Investment in client premises has also increased. This year, it’s running at about £16m a year - not counting PFI projects, mainly in healthcare and education which are estimated to be worth over £100m. In the last five years, total investment in client premises has been on the order of £150m – a figure which would have astounded operators twenty years ago when the BHA’s surveys began.
Industry response
An interesting aspect of these latest figures is that although the majority of risk-taking contracts have been taken on by the larger groups, smaller companies also recognise that the old certainties of the cost-plus contract are being eroded in an environment that has become more cost-pressured and more commercial.

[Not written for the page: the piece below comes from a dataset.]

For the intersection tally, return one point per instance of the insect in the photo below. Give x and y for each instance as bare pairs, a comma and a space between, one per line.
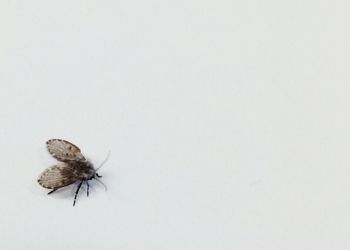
73, 168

Overall, this is an industry that has swung from a being product-based service to providing what could be called a service-led product.
This has been influenced by catering companies adapting to changing lifestyles and the eating-out trends of the High Street, which has led to the huge growth of snacking and in the uptake of ‘grab and go’ meals. More and more people are eating on the hoof. Significantly – and allied to this development - the surveys have shown a rise in branded FSM outlets, some of them well known High Street brands. In the last five years, compared to full meals, the numbers have swung from 60:40 in favour of meals to 35:75 in favour of snacks.
This trend favours catering companies in economic terms. Snack items can be bought in and made up almost at point of sale; they don’t require such skilled chefs, who are increasingly difficult to recruit and retain, and they don’t demand as much space. And being popular, higher profit items, their revenue yield is proportionately greater.
The question of space is particularly important. Casual eating is encouraging clients to look more closely at the space required for their staff catering facilities. FSM companies are familiar with the request by clients to provide less space for their catering operation.
In one example, the catering provision took up two floors of a building. The restaurant was closed and a number of strategically sited snack bars and food kiosks were introduced. Catering staff numbers were reduced by eight, yet turnover was maintained and customer satisfaction levels were improved. Hooper cites this example as an approach that will continue to drive expansion.
“Client and consumer pressures have forced caterers to adopt a far more commercial approach to the marketing and presentation of food," he says. "The introduction of brands reflects this approach. They are effective. Branded outlets are now commonplace and have driven much of the industry’s growth in recent years.”
And the industry is confident of the future. Admittedly, because of company year-ends, this year’s annual report might not reflect the full impact of current trading conditions, but overall there is a belief that growth in 2009 is not only possible, but likely.